4. Mr. Jahgirdar's contention is that such leave could be granted only in special cases in which the person applying for such leave would be bound by the decree or order against which he proposes to prefer an appeal if he does not so appeal, and, in support of that argument, he depended upon some observations to that effect contained in the Madras case to which I have already referred. But, it will be seen that their Lordships cannot be understood to have limited the application of the practice of the English Courts which, according to them, was a just and equitable practice, only to the cases to which they have referred in the course of their judgment. It is, in my opinion, clear that leave to a person to appeal from a decree or order in a proceeding to which he was not a party should not be ordinarily granted unless he establishes that he has an interest which is affected by the order or decree from which he proposes to appeal. If he establishes that he has such interest, it seems to me. that it is not necessary for him to further establish that if he does not institute an appeal with the leave of the Appellate Court, the consequence will be that the order or decree against which he proposes to appeal becomes conclusive without his being able to question such decree or order in other proceedings. In my opinion, the question as to whether leave should or should not be granted should depend upon the facts of each case and it is for the appellate Court to decide whether the case before it is a fit one for the grant of such leave.

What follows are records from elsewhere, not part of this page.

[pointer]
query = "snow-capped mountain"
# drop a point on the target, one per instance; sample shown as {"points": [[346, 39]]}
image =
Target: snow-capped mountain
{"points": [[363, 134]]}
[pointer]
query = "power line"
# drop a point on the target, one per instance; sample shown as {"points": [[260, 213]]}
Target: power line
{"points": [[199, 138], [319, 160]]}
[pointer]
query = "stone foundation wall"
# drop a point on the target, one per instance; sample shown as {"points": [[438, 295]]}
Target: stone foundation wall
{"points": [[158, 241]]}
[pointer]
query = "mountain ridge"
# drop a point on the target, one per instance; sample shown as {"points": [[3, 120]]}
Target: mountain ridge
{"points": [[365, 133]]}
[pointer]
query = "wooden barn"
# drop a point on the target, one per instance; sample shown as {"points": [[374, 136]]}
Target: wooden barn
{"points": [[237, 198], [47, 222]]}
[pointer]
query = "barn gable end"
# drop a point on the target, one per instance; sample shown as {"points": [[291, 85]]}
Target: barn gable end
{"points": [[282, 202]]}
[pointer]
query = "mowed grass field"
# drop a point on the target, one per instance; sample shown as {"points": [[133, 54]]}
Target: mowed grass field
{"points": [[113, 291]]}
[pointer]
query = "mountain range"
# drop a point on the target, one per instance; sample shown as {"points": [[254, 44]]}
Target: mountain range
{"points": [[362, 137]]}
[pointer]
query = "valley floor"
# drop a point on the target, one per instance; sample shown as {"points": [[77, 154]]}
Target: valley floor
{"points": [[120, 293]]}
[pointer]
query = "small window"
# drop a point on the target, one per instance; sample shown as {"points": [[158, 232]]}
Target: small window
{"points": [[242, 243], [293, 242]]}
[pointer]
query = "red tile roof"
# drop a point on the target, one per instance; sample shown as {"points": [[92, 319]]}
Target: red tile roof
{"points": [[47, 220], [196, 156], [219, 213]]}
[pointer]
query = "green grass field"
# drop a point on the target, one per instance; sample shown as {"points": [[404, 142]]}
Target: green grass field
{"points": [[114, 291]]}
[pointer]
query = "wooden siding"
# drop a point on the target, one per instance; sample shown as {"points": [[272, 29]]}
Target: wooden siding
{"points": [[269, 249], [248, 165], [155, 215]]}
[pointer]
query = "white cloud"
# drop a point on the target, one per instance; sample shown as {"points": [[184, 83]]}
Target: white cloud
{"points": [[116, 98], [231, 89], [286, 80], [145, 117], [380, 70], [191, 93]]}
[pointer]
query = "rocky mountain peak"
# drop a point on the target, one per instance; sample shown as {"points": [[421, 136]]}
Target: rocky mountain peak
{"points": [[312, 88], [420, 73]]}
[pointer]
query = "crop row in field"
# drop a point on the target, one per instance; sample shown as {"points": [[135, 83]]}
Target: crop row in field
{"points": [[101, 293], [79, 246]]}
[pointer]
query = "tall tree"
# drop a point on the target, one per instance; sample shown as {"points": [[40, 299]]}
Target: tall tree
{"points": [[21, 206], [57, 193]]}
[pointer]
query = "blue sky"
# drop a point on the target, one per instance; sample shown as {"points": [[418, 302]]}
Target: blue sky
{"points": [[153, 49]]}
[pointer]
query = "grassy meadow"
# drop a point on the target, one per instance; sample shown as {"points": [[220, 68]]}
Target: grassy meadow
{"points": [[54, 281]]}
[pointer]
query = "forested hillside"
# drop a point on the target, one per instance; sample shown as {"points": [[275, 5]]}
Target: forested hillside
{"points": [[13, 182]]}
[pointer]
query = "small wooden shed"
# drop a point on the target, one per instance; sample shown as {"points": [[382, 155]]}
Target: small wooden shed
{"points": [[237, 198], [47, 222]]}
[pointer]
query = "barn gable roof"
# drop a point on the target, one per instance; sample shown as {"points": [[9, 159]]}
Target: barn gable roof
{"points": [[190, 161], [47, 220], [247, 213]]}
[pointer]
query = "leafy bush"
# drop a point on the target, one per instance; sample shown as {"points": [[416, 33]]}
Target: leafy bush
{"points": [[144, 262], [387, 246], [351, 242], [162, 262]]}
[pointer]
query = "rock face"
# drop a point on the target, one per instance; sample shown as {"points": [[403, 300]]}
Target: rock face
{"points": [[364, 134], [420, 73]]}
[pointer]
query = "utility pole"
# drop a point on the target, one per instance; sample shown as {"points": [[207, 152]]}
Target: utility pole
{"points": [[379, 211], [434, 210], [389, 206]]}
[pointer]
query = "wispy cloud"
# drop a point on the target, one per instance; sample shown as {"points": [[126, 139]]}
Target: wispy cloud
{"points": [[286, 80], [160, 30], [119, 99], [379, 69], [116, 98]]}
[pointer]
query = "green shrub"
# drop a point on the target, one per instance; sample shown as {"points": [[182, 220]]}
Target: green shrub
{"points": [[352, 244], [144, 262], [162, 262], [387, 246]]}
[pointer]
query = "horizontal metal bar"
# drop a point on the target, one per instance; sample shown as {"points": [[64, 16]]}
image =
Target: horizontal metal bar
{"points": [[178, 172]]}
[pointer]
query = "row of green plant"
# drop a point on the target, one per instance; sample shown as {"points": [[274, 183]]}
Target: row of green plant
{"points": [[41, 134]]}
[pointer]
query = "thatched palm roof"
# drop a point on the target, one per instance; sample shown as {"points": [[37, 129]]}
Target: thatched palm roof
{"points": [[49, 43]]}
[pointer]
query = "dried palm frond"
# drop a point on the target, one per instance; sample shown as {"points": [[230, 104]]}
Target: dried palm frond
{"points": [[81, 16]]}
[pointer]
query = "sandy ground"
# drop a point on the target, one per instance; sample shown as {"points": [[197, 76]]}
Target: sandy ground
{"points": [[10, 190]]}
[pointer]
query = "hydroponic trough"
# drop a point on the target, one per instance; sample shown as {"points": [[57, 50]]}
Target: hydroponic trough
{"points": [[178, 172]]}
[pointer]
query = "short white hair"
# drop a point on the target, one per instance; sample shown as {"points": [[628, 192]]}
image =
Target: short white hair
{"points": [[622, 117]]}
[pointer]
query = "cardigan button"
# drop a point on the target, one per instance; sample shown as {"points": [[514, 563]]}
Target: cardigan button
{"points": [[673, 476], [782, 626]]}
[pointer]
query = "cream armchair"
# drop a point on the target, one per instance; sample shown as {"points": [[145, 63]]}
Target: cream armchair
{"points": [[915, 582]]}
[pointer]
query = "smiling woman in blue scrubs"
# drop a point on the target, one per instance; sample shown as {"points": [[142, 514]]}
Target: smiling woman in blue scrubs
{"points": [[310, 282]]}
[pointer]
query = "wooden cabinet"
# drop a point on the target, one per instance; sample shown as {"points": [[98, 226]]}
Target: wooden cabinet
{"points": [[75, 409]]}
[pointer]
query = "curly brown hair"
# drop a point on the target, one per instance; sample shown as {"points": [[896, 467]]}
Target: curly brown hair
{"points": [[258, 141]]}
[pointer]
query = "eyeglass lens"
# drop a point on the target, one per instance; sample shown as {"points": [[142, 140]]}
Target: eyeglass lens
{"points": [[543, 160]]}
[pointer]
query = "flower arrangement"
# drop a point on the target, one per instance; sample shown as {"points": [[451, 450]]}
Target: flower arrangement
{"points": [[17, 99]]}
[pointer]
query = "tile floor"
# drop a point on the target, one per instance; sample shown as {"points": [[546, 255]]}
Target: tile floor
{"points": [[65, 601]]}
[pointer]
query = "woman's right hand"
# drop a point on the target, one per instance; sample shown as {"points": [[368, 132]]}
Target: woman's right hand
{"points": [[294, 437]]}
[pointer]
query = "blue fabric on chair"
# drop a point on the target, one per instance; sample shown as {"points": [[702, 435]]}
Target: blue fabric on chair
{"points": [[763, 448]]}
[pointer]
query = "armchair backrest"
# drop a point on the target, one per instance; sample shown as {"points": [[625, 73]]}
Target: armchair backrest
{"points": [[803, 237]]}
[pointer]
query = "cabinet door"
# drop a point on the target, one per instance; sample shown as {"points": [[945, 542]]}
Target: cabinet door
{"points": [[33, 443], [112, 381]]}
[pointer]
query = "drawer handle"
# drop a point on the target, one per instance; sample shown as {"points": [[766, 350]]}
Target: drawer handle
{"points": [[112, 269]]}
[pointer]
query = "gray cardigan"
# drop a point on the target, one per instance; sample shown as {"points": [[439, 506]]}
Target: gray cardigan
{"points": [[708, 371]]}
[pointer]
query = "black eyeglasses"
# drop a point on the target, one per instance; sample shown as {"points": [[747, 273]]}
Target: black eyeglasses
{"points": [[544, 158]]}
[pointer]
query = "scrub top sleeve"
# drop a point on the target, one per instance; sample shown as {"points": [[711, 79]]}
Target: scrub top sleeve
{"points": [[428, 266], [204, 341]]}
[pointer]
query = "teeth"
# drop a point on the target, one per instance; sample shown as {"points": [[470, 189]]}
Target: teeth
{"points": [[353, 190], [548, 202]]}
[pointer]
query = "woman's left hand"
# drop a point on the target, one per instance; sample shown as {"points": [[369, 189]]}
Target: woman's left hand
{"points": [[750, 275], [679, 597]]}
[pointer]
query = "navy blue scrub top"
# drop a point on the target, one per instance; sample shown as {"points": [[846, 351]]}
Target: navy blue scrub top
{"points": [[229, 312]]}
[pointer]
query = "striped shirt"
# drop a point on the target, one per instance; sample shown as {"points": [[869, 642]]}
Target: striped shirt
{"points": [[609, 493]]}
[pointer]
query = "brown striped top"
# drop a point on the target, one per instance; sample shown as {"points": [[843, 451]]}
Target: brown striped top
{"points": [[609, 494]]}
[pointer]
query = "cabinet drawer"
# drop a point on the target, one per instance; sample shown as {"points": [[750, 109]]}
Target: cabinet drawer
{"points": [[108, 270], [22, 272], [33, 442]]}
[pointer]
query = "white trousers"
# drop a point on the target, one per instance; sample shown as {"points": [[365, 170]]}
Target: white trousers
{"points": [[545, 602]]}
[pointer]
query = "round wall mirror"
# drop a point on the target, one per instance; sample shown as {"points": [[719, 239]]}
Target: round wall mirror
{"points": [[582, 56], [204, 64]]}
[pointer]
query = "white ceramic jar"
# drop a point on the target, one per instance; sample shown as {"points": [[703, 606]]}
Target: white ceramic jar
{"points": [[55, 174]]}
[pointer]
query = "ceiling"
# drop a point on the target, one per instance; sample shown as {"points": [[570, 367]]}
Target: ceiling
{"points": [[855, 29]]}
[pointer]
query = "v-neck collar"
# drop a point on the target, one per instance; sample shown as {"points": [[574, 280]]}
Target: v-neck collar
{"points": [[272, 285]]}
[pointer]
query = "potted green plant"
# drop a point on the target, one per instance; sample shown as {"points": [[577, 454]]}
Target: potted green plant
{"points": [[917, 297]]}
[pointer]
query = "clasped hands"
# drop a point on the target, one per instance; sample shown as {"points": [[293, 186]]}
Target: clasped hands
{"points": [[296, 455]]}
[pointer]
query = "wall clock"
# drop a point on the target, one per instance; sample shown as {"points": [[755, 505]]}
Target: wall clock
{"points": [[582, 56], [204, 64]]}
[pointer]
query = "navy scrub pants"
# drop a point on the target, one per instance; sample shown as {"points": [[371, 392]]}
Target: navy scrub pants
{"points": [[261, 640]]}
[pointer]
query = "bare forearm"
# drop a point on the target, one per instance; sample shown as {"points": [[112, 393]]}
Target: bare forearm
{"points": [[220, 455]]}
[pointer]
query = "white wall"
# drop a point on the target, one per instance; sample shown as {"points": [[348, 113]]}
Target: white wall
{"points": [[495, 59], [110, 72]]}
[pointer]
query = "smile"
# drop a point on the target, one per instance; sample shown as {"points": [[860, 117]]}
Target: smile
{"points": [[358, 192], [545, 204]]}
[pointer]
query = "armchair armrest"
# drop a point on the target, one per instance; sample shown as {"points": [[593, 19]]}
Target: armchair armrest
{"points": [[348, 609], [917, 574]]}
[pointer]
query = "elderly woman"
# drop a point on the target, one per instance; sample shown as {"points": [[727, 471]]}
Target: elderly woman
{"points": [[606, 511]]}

5. So tested, it seems to me that the Deputy Commissioner was quite right in granting leave to respondent 1 to prefer the appeal before him in this case. The petitioner made his application only against respondent 2 and if the Tahsildar's order made on that application was not got rid of by respondent 1 by the appeal which she preferred to the Deputy Commissioner, the inevitable result would be that, she cannot question the correctness of that order in any proceeding under the Hyderabad Tenancy and Agricultural Lands Act or even to make an application for a declaration that the petitioner is not the protected tenant, as pointed out by this Court in C. P. No. 269 of 1956. The petitioner would, on the contrary, be able to execute the order and take delivery of possession in pursuance of it without respondent 1 being able to make any effective resistance to the execution of the order, although it may be possible for her to institute a suit in the ordinary way and to obtain an injunction against the petitioner restraining him from disturbing her possession of the property. I do not think that the fact that she is able to do so would deprive the appellate Court of the power to grant her leave to appeal from the order made by the Tahsildar in favour of the petitioner in proceedings in which he did not implead respondent 1 as a party. In a case like the present one where respondent 1 made an allegation that respondent 2 and the petitioner had conspired to obtain an order from the Tahsildar under which it was their intention to dispossess respondent 1, to say that the appellate Court had no power to grant her leave to appeal from the order which they so obtained would be to render nugatory the just and equitable practice which is being followed by the English Courts and also by the Courts of our country.
6. This is not, therefore, a case in which I should disturb the order made by the Deputy Commissioner. I accordingly dismiss this revision petition with costs.